В этой комнате, окнами в сад, находилось собрание книг, доставшихся графу от отца, которое в одинаковых блекло-золотых переплетах содержало всего Бальзака, Роже де Бовуара, Фенимора Купера, Вальтера Скотта и все пьесы Александра Дюваля. Граф обожал эти книги, часто их перечитывал, разговор о Бальзаке не заставал его врасплох. Как почти все неискушенные любители Бальзака, он находил его романы «прелестными, меткими», «Загородный бал», «Тридцатилетнюю женщину» и «Евгению Гранде» — «небольшими шедеврами, хотя и слегка суровыми», а «Модесту Миньон» и «Мадемуазель де Шуази», может быть, лучшими из всех.

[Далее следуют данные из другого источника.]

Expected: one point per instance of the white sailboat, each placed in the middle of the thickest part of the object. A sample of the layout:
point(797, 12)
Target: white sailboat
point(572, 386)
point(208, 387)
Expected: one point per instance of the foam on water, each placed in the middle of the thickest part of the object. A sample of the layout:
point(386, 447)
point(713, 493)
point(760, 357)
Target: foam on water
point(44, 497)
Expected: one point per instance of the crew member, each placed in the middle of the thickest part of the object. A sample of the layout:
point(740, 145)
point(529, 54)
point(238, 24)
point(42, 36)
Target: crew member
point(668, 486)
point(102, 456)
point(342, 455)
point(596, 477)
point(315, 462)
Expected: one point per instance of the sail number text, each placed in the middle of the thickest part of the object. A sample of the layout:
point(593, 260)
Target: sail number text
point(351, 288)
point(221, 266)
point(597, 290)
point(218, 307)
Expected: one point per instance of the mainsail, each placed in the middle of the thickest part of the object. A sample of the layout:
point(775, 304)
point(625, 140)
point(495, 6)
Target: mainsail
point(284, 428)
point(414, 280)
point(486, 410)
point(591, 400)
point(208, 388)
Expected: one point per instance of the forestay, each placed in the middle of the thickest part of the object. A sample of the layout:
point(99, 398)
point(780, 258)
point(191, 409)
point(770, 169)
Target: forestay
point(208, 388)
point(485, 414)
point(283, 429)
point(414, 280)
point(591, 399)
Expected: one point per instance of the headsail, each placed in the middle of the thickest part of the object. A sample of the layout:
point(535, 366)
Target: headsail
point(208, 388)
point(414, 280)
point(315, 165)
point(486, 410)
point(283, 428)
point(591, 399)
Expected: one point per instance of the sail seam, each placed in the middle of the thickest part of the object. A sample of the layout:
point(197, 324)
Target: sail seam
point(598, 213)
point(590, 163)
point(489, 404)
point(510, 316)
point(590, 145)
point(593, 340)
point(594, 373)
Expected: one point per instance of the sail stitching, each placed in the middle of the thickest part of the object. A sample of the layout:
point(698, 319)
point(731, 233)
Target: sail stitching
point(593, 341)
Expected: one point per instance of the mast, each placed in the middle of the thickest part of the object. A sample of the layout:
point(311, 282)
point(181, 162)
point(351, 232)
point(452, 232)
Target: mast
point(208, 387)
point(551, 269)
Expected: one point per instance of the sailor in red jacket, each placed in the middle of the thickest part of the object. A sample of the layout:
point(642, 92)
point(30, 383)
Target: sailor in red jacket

«Мадемуазель де Шуази» — это тот редкий роман Бальзака, который не переиздавался? Ведь граф был обладателем одного из редчайших изданий, так часто упоминаемых в переписке Бальзака с г-жой Беше, чье издательство находилось «на углу набережной Больших Августинцев»; он писал ей: «Посылаю Вам нечто более прекрасное, чем Евангелие, нечто еще более трогательное, чем „Пьеретта“. Я сам плакал, перечитывая это. За 15 листов вы заплатили мне только тысячу франков, то есть по 10 франков за страницу, в то время как обещали 12 и т. д.».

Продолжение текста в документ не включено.